Hybrid cars have always carried a premium over their conventional fuelled counterparts. The cost of producing and packaging essentially an extra engine and its energy source is expensive.
As technology has evolved into plug-in hybrids and more expensive (but more compact and efficient) lithium ion batteries, it has been difficult to prevent these premiums from escalating.
The extra cost is in the battery capacity that allows the vehicles to run on electric power for much greater distances and at much higher speeds than typical for full hybrid cars.
Perhaps the best example of this is the Volvo V60 Plug-in Hybrid Fleet News has been running on long-term test. Even with the £5,000 plug-in car grant, the car has a substantially higher purchase price (more than £8,000) than the nearest equivalent V60 D5.
The Toyota Prius Plug-in offers improved electric range over the standard Prius, but this also comes at a £3,000 premium with specification on a like-for-like basis.
So fleet operators considering adding plug-in hybrids to their fleets have to be able to make a case that shows they work on costs, with a combination of purchase incentives, perhaps congestion charge discount and the lower running cost of charging compared with refuelling.
Mitsubishi has decided no substantial gains would be made in improving uptake of the technology unless customers were not forced to choose EV capability at a significant price premium.
The new Outlander PHEV, with the help of the £5,000 plug-in car grant, does just that. With a P11D value of £33,249, adding the government discount brings the purchase price of a GX3h variant down to £28,249 – the same as the P11D value of the Outlander 2.2DI-D GX3 auto.
Higher grade models (GX4h and GX4hs) have a £1,000 premium over their diesel equivalents, and Mitsubishi says it’s to reflect the addition of the smartphone app (available on iOS or Android) which allows certain functions of the car to be controlled remotely and the ability to set timers for the heating and ventilation.

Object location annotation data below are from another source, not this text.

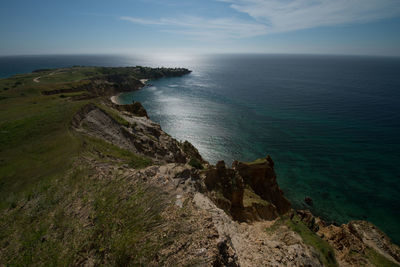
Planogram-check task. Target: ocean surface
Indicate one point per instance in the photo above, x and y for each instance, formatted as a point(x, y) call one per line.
point(331, 123)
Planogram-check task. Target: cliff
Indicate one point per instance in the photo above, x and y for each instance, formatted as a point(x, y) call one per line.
point(237, 216)
point(85, 182)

The big benefit for company car drivers and fleet operators is the 5% BIK tax rate for 2014/15, when most diesel automatic rivals offer between 22% and 32%. This low BIK tax easily offsets the higher P11D value, and also helps keep employers’ National insurance contributions low.

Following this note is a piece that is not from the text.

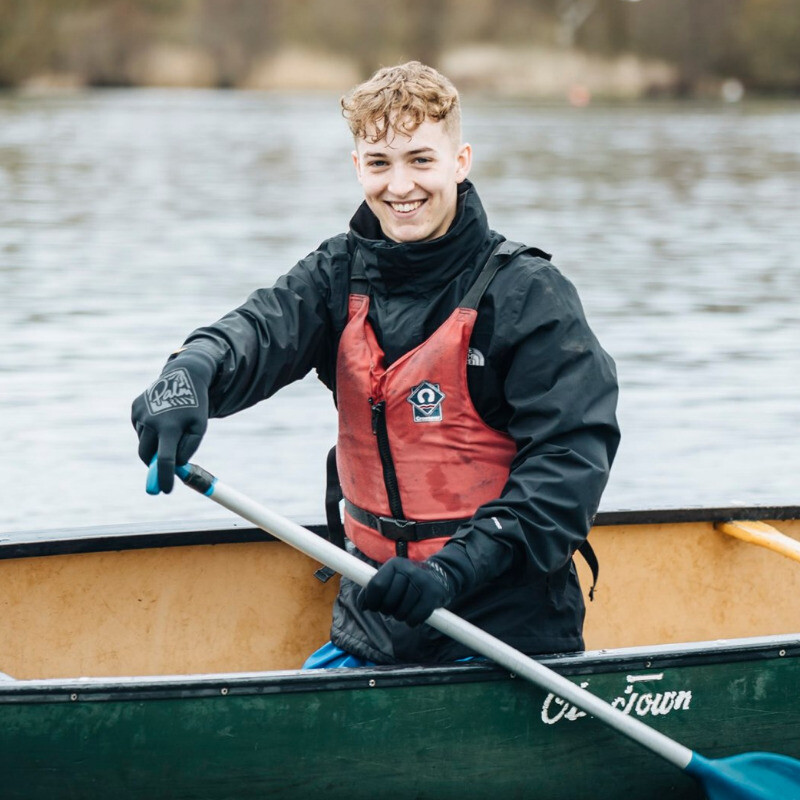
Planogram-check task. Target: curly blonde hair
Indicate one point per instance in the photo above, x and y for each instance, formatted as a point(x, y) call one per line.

The mains charged range of Outlander PHEV is up to 32.5 miles (the same as the Volvo V60 plug-in hybrid and around double that of the Prius Plug-in), after which a 2.0-litre engine takes over to drive and to charge the battery, giving the car some zero emissions ability from the electric motors at low speed, and assisting the engine as necessary.

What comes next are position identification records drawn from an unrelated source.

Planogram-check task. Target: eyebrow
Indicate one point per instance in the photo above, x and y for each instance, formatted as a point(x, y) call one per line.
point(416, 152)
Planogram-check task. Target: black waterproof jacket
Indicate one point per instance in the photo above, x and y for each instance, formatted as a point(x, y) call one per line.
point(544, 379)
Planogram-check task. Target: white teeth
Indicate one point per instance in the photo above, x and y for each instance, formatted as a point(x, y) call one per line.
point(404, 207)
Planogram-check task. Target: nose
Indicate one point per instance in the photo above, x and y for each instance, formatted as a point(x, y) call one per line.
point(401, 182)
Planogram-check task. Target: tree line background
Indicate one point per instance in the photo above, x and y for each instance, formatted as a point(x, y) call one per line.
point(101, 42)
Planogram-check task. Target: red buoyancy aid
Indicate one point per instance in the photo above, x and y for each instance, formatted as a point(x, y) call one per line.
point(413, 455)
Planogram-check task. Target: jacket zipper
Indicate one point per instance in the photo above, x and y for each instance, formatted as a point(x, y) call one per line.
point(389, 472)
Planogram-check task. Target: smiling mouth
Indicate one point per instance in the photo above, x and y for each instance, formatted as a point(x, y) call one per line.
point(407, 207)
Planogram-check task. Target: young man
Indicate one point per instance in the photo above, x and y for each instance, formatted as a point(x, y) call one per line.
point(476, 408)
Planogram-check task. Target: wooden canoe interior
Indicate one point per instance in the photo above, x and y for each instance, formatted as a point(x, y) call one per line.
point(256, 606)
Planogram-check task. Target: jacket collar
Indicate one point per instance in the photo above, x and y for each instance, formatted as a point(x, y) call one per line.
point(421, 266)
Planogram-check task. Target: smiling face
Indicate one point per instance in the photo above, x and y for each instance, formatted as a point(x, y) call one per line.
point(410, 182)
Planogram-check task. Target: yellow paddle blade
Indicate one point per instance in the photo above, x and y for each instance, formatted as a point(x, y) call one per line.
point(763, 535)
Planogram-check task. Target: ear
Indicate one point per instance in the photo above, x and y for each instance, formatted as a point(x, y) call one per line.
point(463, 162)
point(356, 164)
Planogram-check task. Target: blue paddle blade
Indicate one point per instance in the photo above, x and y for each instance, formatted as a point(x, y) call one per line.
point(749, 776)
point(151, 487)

The PHEV is a little quicker in the 0-62mph sprint than the diesel Outlander at 11 seconds flat, and keeps other diesel SUV rivals within reach.
It has full-time four-wheel drive whether powered by the electric motors or the engine.
The diesel Outlander was launched in the UK in 2013, and does all the things you would expect of a medium SUV, most of them very well.
The PHEV is almost a match. It loses the third row of seats to accommodate some of the hybrid components, but their positioning low in the chassis helps keep the centre of gravity low, helping the car feel responsive on the road. Minimum luggage space is only a few litres less than in the diesel, and the boot is shallower by a centimetre or two immediately behind the rear seats.
The Outlander PHEV feels quite sophisticated, although in a few places, such as the easily scratched surface of the door arm rests, materials feel a little out of place on a £30,000 car.
While progress is near silent in electric mode, the petrol engine is also unobtrusive when it is finally prompted to fire up, either by a throttle request for a strong acceleration boost or when the plug-in range has been depleted.
As well as providing a relaxing drive on all kinds of roads, we had a brief drive off road, on a slippery field and a loose gravel track. The PHEV performed well in all conditions.
Mitsubishi is describing the Outlander PHEV as a ‘game changer’, and it would be easy to repeat the cliché. But Mitsubishi has delivered the benefits of plug-in hybrid technology in the best all-round package of any vehicle to date, balancing costs, practicality, performance and driver appeal.
More than 10,000 Outlander PHEVs were registered in the Netherlands in 2013, a combination of its undeniable appeal and the strong incentives for ultra-low CO2 cars there.
Mitsubishi thinks it will sell 3,000 Outlander PHEVs a year, with fleets taking the lion’s share, and if the pricing strategy proved more popular than they anticipate, there is the capacity to deliver even more. Not only is it a game changer, it could be the car that puts Mitsubishi back on the fleet map.